Ваш рассказ — это больше, чем история. Это документ времени, который продолжает традиции русской военной прозы, где правда войны раскрывается через судьбы обычных людей. Он должен быть прочитан каждым, кто хочет услышать эхо сердец тех, кто живет в тени войны. Григорий, огромное спасибо за Ваше мастерство, за чуткость и за то, что дали голос этим людям. Вы напомнили нам, как неистово можно любить жизнь, примерив смерть. Пишите дальше, Ваши слова — это маяки для нас всех!

Екатерина Королькова   04.10.2025 12:54     Заявить о нарушении
Спасибо Вам огромное за такой глубокий, проникновенный и сердечный отзыв! Ваши слова — это не просто рецензия, а настоящее путешествие по эмоциям и смыслам, которые я старался вложить в текст. Читать Ваш отклик — это как увидеть свой рассказ через Ваши глаза, и я бесконечно благодарен за то, как тонко Вы уловили его суть, настроение и образы.
Вы абсолютно правы, выделяя символизм «ровной дороги» и микроавтобуса Поручика — для меня это действительно было важно, чтобы показать, как среди разрушений люди цепляются за жизнь, за верность долгу, за простые радости вроде запаха борща или кофе.

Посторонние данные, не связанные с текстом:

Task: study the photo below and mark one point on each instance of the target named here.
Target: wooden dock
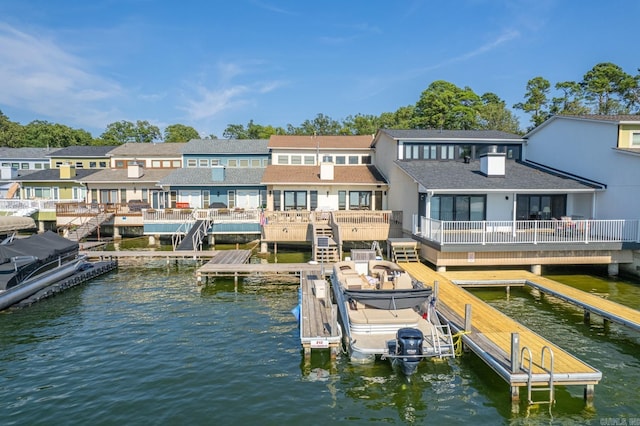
(590, 303)
(318, 316)
(501, 341)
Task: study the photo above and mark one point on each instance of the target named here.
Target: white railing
(11, 204)
(528, 231)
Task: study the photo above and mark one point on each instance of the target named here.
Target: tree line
(606, 89)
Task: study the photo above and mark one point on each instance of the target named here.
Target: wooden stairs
(325, 248)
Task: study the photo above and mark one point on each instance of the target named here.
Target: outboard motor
(409, 349)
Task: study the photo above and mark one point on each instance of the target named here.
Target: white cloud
(37, 74)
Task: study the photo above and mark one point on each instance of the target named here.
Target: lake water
(145, 345)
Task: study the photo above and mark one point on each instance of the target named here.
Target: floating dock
(318, 316)
(520, 356)
(590, 303)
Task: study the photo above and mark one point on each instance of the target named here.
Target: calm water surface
(145, 345)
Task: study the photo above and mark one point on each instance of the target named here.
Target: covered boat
(28, 265)
(386, 314)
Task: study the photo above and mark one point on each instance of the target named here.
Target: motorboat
(387, 314)
(27, 265)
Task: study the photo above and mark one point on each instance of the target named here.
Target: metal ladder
(530, 388)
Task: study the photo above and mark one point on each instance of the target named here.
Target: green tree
(43, 134)
(180, 133)
(125, 131)
(495, 115)
(536, 102)
(444, 105)
(571, 101)
(609, 89)
(11, 134)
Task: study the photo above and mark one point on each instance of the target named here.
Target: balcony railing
(528, 231)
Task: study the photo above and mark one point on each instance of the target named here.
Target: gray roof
(457, 176)
(82, 151)
(203, 177)
(226, 146)
(54, 175)
(433, 134)
(121, 175)
(132, 149)
(26, 153)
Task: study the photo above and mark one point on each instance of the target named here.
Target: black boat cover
(390, 299)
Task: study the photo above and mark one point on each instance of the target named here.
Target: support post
(467, 317)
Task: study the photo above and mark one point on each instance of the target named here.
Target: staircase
(405, 253)
(325, 248)
(194, 238)
(89, 227)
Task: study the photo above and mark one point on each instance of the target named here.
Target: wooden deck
(318, 316)
(490, 337)
(591, 303)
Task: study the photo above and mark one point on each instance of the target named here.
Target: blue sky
(208, 64)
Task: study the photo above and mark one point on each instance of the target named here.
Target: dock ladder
(530, 388)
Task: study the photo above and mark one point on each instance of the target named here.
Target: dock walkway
(491, 337)
(591, 303)
(318, 316)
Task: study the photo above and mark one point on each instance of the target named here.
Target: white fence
(528, 231)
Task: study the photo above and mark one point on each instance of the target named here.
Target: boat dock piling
(318, 316)
(517, 354)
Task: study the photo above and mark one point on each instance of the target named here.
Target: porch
(527, 242)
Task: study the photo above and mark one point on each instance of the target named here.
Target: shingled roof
(459, 176)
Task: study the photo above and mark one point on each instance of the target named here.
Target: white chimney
(493, 164)
(326, 171)
(135, 170)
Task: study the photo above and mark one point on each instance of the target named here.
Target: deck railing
(528, 231)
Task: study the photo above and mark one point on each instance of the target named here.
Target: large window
(359, 200)
(458, 207)
(295, 200)
(540, 207)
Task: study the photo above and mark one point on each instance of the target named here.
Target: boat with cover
(387, 314)
(28, 265)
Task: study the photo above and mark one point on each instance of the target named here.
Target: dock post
(589, 391)
(467, 317)
(515, 366)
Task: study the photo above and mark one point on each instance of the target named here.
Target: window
(458, 207)
(359, 200)
(295, 200)
(540, 207)
(342, 200)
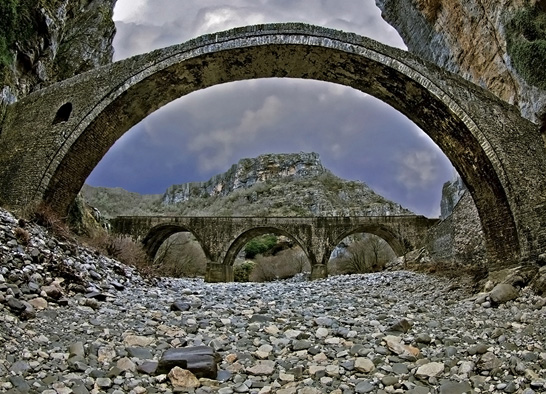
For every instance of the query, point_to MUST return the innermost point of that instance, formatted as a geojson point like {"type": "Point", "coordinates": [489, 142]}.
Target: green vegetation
{"type": "Point", "coordinates": [365, 253]}
{"type": "Point", "coordinates": [8, 30]}
{"type": "Point", "coordinates": [242, 271]}
{"type": "Point", "coordinates": [260, 245]}
{"type": "Point", "coordinates": [19, 21]}
{"type": "Point", "coordinates": [526, 38]}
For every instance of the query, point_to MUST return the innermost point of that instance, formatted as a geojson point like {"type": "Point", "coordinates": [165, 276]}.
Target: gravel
{"type": "Point", "coordinates": [73, 321]}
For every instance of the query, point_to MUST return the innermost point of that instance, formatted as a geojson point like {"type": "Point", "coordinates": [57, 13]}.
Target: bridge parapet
{"type": "Point", "coordinates": [222, 238]}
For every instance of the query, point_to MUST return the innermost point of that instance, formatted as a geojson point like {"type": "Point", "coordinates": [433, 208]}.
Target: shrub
{"type": "Point", "coordinates": [122, 248]}
{"type": "Point", "coordinates": [368, 254]}
{"type": "Point", "coordinates": [242, 272]}
{"type": "Point", "coordinates": [430, 9]}
{"type": "Point", "coordinates": [260, 245]}
{"type": "Point", "coordinates": [284, 265]}
{"type": "Point", "coordinates": [45, 216]}
{"type": "Point", "coordinates": [22, 236]}
{"type": "Point", "coordinates": [180, 256]}
{"type": "Point", "coordinates": [526, 39]}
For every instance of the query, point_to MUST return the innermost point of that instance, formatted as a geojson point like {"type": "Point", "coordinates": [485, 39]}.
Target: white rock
{"type": "Point", "coordinates": [430, 370]}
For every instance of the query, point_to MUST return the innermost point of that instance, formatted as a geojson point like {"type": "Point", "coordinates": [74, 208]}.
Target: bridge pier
{"type": "Point", "coordinates": [319, 271]}
{"type": "Point", "coordinates": [219, 273]}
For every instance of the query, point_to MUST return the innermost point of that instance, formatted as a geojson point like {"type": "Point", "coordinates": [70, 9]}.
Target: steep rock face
{"type": "Point", "coordinates": [269, 185]}
{"type": "Point", "coordinates": [68, 37]}
{"type": "Point", "coordinates": [452, 192]}
{"type": "Point", "coordinates": [248, 172]}
{"type": "Point", "coordinates": [471, 38]}
{"type": "Point", "coordinates": [459, 236]}
{"type": "Point", "coordinates": [295, 184]}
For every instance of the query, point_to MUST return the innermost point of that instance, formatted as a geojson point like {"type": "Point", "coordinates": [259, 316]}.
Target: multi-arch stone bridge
{"type": "Point", "coordinates": [51, 140]}
{"type": "Point", "coordinates": [222, 238]}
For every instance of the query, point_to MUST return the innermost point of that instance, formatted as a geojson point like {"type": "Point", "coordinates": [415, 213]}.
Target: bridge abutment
{"type": "Point", "coordinates": [219, 273]}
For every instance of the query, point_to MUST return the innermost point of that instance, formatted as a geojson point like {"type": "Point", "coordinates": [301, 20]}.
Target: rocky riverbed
{"type": "Point", "coordinates": [73, 321]}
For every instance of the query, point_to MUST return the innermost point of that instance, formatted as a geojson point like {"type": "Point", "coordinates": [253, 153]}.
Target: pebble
{"type": "Point", "coordinates": [386, 332]}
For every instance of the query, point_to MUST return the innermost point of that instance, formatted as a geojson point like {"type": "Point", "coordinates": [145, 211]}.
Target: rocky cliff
{"type": "Point", "coordinates": [247, 173]}
{"type": "Point", "coordinates": [498, 44]}
{"type": "Point", "coordinates": [46, 41]}
{"type": "Point", "coordinates": [269, 185]}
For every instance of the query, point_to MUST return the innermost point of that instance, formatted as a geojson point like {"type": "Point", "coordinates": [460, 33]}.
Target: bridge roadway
{"type": "Point", "coordinates": [222, 238]}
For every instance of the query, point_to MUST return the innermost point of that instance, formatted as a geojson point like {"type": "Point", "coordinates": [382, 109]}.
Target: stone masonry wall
{"type": "Point", "coordinates": [459, 237]}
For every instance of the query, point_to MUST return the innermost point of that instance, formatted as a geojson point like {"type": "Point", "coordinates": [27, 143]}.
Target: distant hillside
{"type": "Point", "coordinates": [269, 185]}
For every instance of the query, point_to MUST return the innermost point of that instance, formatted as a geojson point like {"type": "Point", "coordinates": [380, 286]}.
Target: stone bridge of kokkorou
{"type": "Point", "coordinates": [222, 238]}
{"type": "Point", "coordinates": [52, 139]}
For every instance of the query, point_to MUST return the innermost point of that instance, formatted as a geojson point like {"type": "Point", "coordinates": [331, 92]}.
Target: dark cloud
{"type": "Point", "coordinates": [357, 136]}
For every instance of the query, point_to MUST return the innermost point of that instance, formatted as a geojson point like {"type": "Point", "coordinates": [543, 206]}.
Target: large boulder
{"type": "Point", "coordinates": [200, 360]}
{"type": "Point", "coordinates": [539, 282]}
{"type": "Point", "coordinates": [503, 292]}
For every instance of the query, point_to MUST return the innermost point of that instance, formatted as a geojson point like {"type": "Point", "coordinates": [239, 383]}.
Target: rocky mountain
{"type": "Point", "coordinates": [498, 44]}
{"type": "Point", "coordinates": [46, 41]}
{"type": "Point", "coordinates": [270, 185]}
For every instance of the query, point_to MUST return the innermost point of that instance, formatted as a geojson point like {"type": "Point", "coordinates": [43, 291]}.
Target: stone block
{"type": "Point", "coordinates": [200, 360]}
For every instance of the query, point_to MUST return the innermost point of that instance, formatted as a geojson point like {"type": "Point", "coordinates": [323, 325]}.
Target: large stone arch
{"type": "Point", "coordinates": [391, 236]}
{"type": "Point", "coordinates": [242, 239]}
{"type": "Point", "coordinates": [492, 147]}
{"type": "Point", "coordinates": [160, 233]}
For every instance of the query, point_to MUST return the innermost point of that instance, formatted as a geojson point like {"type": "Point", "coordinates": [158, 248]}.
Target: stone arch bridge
{"type": "Point", "coordinates": [222, 238]}
{"type": "Point", "coordinates": [51, 140]}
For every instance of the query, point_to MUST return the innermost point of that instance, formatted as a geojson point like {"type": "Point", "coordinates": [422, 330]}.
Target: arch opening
{"type": "Point", "coordinates": [270, 257]}
{"type": "Point", "coordinates": [439, 103]}
{"type": "Point", "coordinates": [360, 253]}
{"type": "Point", "coordinates": [159, 235]}
{"type": "Point", "coordinates": [180, 255]}
{"type": "Point", "coordinates": [269, 239]}
{"type": "Point", "coordinates": [63, 113]}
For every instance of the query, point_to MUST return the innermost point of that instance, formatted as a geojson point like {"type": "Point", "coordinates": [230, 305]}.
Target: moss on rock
{"type": "Point", "coordinates": [526, 38]}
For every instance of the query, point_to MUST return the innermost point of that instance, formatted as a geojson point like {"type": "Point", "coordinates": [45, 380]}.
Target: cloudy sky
{"type": "Point", "coordinates": [357, 136]}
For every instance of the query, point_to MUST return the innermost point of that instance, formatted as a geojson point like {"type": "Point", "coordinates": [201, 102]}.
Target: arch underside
{"type": "Point", "coordinates": [242, 239]}
{"type": "Point", "coordinates": [390, 236]}
{"type": "Point", "coordinates": [159, 234]}
{"type": "Point", "coordinates": [401, 91]}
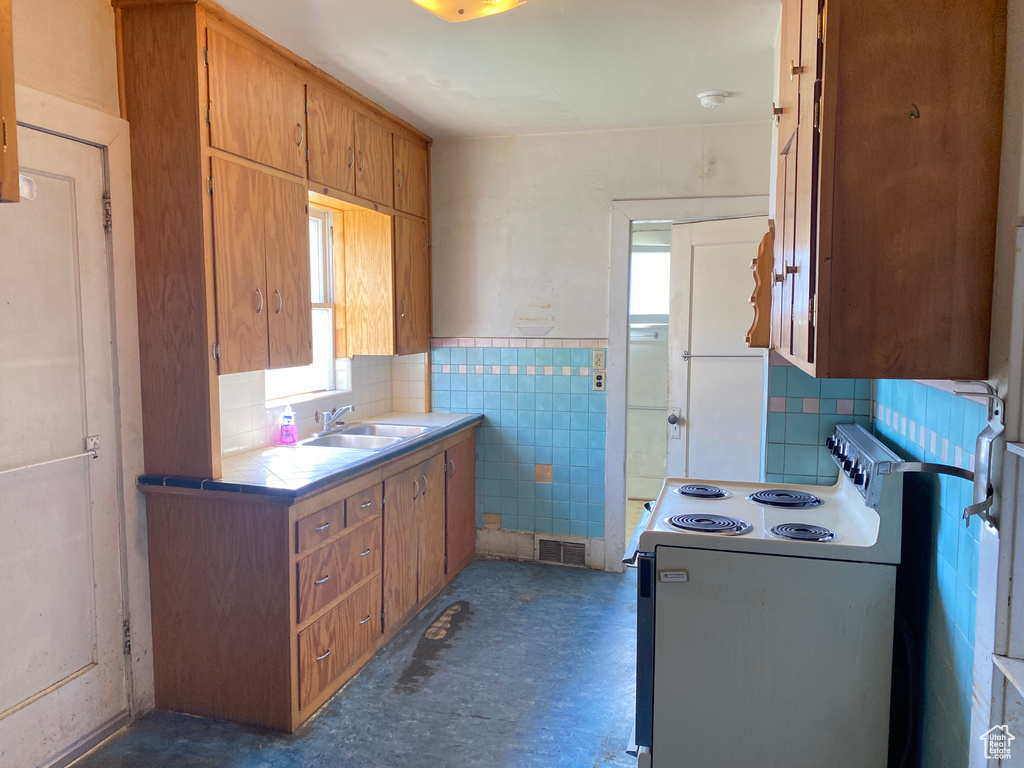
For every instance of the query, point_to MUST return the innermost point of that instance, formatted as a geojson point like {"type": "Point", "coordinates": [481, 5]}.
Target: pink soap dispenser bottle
{"type": "Point", "coordinates": [288, 433]}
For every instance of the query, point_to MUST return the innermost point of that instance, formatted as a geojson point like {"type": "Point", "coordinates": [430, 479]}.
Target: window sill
{"type": "Point", "coordinates": [307, 397]}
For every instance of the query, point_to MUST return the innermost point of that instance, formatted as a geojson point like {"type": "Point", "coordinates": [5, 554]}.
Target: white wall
{"type": "Point", "coordinates": [521, 224]}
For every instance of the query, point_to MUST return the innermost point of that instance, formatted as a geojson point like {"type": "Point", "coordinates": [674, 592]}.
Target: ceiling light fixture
{"type": "Point", "coordinates": [711, 99]}
{"type": "Point", "coordinates": [464, 10]}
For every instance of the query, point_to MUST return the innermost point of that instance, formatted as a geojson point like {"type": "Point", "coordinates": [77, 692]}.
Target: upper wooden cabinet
{"type": "Point", "coordinates": [412, 181]}
{"type": "Point", "coordinates": [9, 192]}
{"type": "Point", "coordinates": [257, 101]}
{"type": "Point", "coordinates": [261, 263]}
{"type": "Point", "coordinates": [332, 141]}
{"type": "Point", "coordinates": [221, 248]}
{"type": "Point", "coordinates": [373, 161]}
{"type": "Point", "coordinates": [886, 200]}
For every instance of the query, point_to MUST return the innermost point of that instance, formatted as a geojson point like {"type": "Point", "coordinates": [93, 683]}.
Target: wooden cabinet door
{"type": "Point", "coordinates": [240, 268]}
{"type": "Point", "coordinates": [257, 105]}
{"type": "Point", "coordinates": [373, 161]}
{"type": "Point", "coordinates": [460, 496]}
{"type": "Point", "coordinates": [430, 571]}
{"type": "Point", "coordinates": [9, 192]}
{"type": "Point", "coordinates": [412, 281]}
{"type": "Point", "coordinates": [332, 141]}
{"type": "Point", "coordinates": [400, 545]}
{"type": "Point", "coordinates": [412, 186]}
{"type": "Point", "coordinates": [286, 240]}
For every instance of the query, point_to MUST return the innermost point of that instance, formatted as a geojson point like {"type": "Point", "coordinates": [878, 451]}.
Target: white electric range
{"type": "Point", "coordinates": [765, 617]}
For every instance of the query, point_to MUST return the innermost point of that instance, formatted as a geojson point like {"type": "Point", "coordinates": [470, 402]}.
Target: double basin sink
{"type": "Point", "coordinates": [367, 436]}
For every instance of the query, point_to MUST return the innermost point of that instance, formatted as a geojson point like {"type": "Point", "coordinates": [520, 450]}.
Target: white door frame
{"type": "Point", "coordinates": [110, 133]}
{"type": "Point", "coordinates": [624, 213]}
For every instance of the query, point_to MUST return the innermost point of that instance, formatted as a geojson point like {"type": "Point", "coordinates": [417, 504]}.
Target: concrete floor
{"type": "Point", "coordinates": [536, 671]}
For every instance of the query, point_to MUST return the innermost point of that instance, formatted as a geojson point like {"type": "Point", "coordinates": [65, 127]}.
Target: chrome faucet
{"type": "Point", "coordinates": [329, 419]}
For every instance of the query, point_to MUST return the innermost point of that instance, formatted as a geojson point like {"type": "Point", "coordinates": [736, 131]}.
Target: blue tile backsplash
{"type": "Point", "coordinates": [932, 425]}
{"type": "Point", "coordinates": [540, 455]}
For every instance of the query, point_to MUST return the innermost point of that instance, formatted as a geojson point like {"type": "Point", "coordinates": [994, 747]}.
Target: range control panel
{"type": "Point", "coordinates": [862, 458]}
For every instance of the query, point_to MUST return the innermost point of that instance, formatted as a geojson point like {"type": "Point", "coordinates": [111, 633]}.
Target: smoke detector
{"type": "Point", "coordinates": [711, 99]}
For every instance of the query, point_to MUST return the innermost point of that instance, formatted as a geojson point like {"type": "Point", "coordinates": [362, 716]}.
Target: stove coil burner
{"type": "Point", "coordinates": [702, 492]}
{"type": "Point", "coordinates": [785, 498]}
{"type": "Point", "coordinates": [803, 531]}
{"type": "Point", "coordinates": [711, 524]}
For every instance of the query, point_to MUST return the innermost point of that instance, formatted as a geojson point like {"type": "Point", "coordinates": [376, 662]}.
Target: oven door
{"type": "Point", "coordinates": [645, 651]}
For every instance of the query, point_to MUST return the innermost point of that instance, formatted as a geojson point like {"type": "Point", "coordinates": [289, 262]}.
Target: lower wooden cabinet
{"type": "Point", "coordinates": [263, 607]}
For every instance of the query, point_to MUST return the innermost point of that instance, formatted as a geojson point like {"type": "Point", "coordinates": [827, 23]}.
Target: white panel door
{"type": "Point", "coordinates": [715, 381]}
{"type": "Point", "coordinates": [64, 676]}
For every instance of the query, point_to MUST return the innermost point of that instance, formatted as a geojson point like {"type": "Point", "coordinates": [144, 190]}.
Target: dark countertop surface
{"type": "Point", "coordinates": [292, 471]}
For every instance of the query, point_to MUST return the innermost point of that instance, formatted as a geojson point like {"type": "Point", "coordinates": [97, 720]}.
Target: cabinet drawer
{"type": "Point", "coordinates": [320, 526]}
{"type": "Point", "coordinates": [364, 506]}
{"type": "Point", "coordinates": [328, 647]}
{"type": "Point", "coordinates": [331, 571]}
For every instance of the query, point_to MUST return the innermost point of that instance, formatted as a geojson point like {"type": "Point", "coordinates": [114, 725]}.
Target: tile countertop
{"type": "Point", "coordinates": [292, 471]}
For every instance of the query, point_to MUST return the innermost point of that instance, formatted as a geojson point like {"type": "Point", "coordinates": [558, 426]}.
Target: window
{"type": "Point", "coordinates": [320, 376]}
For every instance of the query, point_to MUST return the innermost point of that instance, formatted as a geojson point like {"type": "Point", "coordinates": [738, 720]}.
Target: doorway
{"type": "Point", "coordinates": [628, 218]}
{"type": "Point", "coordinates": [61, 632]}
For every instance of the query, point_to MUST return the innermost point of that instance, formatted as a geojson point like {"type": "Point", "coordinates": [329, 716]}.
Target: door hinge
{"type": "Point", "coordinates": [108, 218]}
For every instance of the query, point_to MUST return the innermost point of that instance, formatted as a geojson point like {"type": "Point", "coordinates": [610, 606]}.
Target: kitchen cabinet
{"type": "Point", "coordinates": [460, 505]}
{"type": "Point", "coordinates": [332, 141]}
{"type": "Point", "coordinates": [412, 281]}
{"type": "Point", "coordinates": [262, 269]}
{"type": "Point", "coordinates": [414, 529]}
{"type": "Point", "coordinates": [373, 161]}
{"type": "Point", "coordinates": [9, 190]}
{"type": "Point", "coordinates": [256, 101]}
{"type": "Point", "coordinates": [887, 187]}
{"type": "Point", "coordinates": [412, 180]}
{"type": "Point", "coordinates": [199, 85]}
{"type": "Point", "coordinates": [263, 606]}
{"type": "Point", "coordinates": [387, 284]}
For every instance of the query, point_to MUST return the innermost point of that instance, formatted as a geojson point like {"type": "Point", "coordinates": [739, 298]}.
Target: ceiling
{"type": "Point", "coordinates": [548, 67]}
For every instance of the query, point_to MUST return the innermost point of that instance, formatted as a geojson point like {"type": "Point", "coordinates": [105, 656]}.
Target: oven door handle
{"type": "Point", "coordinates": [633, 548]}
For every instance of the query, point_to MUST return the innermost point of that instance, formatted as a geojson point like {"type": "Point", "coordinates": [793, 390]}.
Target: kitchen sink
{"type": "Point", "coordinates": [385, 430]}
{"type": "Point", "coordinates": [358, 441]}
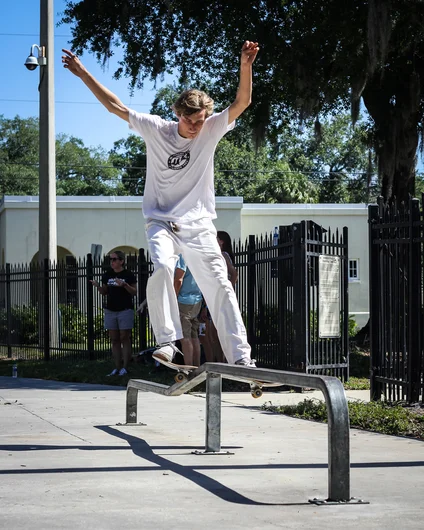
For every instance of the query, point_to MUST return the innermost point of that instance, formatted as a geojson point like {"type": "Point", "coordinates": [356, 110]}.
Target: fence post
{"type": "Point", "coordinates": [251, 289]}
{"type": "Point", "coordinates": [46, 308]}
{"type": "Point", "coordinates": [414, 309]}
{"type": "Point", "coordinates": [143, 276]}
{"type": "Point", "coordinates": [8, 311]}
{"type": "Point", "coordinates": [345, 257]}
{"type": "Point", "coordinates": [374, 296]}
{"type": "Point", "coordinates": [282, 300]}
{"type": "Point", "coordinates": [90, 307]}
{"type": "Point", "coordinates": [300, 352]}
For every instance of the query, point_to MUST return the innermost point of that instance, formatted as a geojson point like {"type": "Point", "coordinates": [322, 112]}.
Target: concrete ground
{"type": "Point", "coordinates": [68, 462]}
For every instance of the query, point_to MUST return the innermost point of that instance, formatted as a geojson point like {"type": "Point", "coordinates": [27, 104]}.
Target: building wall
{"type": "Point", "coordinates": [112, 222]}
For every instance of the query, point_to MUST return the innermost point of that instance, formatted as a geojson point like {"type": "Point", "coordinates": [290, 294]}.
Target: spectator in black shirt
{"type": "Point", "coordinates": [119, 285]}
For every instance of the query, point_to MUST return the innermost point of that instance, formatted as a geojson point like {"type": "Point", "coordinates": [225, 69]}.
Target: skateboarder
{"type": "Point", "coordinates": [179, 204]}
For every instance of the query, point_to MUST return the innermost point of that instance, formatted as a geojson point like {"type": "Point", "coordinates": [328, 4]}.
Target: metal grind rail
{"type": "Point", "coordinates": [331, 387]}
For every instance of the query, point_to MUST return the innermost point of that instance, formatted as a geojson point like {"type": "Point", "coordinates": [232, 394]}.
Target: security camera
{"type": "Point", "coordinates": [31, 62]}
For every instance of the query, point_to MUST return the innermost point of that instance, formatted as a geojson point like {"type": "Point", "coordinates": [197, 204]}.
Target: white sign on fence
{"type": "Point", "coordinates": [329, 296]}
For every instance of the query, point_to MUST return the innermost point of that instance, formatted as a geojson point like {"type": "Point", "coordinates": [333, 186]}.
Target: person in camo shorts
{"type": "Point", "coordinates": [190, 300]}
{"type": "Point", "coordinates": [119, 285]}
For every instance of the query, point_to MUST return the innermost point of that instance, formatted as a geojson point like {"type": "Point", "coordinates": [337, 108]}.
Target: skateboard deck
{"type": "Point", "coordinates": [257, 386]}
{"type": "Point", "coordinates": [182, 369]}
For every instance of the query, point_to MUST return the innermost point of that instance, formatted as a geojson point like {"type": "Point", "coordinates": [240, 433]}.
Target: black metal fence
{"type": "Point", "coordinates": [53, 312]}
{"type": "Point", "coordinates": [396, 236]}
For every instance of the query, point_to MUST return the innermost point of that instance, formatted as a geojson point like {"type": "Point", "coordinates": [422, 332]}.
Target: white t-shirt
{"type": "Point", "coordinates": [179, 181]}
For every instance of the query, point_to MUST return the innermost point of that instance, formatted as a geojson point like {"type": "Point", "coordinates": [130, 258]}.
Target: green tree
{"type": "Point", "coordinates": [79, 170]}
{"type": "Point", "coordinates": [19, 156]}
{"type": "Point", "coordinates": [84, 171]}
{"type": "Point", "coordinates": [316, 58]}
{"type": "Point", "coordinates": [337, 157]}
{"type": "Point", "coordinates": [129, 155]}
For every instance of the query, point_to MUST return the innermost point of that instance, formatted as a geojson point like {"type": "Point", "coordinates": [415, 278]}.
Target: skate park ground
{"type": "Point", "coordinates": [68, 461]}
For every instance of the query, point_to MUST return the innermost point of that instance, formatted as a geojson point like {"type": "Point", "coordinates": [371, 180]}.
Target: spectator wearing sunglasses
{"type": "Point", "coordinates": [119, 285]}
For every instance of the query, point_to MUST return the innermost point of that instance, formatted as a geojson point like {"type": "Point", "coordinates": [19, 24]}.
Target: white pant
{"type": "Point", "coordinates": [198, 245]}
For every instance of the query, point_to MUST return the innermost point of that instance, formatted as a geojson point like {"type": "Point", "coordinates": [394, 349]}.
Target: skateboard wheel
{"type": "Point", "coordinates": [179, 378]}
{"type": "Point", "coordinates": [256, 393]}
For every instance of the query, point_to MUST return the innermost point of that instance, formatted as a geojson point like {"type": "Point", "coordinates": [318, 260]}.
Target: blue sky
{"type": "Point", "coordinates": [77, 111]}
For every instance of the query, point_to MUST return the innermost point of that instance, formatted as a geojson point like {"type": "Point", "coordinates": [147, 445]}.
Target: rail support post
{"type": "Point", "coordinates": [213, 413]}
{"type": "Point", "coordinates": [132, 394]}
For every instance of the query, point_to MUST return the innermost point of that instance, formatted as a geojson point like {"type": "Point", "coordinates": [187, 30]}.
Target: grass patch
{"type": "Point", "coordinates": [378, 417]}
{"type": "Point", "coordinates": [357, 383]}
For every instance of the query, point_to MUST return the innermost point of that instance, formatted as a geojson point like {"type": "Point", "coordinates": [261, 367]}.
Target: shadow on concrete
{"type": "Point", "coordinates": [143, 450]}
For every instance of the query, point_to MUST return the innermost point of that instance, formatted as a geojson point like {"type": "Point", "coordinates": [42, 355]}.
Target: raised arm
{"type": "Point", "coordinates": [244, 92]}
{"type": "Point", "coordinates": [103, 94]}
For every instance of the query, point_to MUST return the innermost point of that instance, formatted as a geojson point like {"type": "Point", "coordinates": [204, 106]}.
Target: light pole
{"type": "Point", "coordinates": [47, 231]}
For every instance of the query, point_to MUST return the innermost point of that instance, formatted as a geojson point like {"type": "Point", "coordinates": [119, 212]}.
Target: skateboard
{"type": "Point", "coordinates": [183, 370]}
{"type": "Point", "coordinates": [257, 386]}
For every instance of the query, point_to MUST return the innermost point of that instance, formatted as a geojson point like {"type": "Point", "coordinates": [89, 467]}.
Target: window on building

Ваше внимание к этим деталям, к контрастам света и тьмы, к шуткам и теплу, которые пробиваются сквозь мрак, греет сердце и подтверждает, что текст нашел своего читателя.
Особенно тронуло, что Вас так сильно задели стихи Киры и голоса героев. Строки Киры — это, правда, крик, который я сам не мог не услышать, работая над текстом. А Оксана, бойцы, их диалоги — это попытка передать их силу, их боль и их человечность. То, что Вы почувствовали этот «хор голосов», их стойкость и теплоту, для меня как автора — высшая награда.
Ваше сравнение с традицией русской военной прозы невероятно ценно. Я стремился быть честным, дать голос тем, чьи истории часто остаются в тени, и Ваши слова о «документе времени» и «маяках» вдохновляют продолжать. Спасибо за то, что так чутко прочли и так щедро поделились своими мыслями — это огромная поддержка и мотивация писать дальше.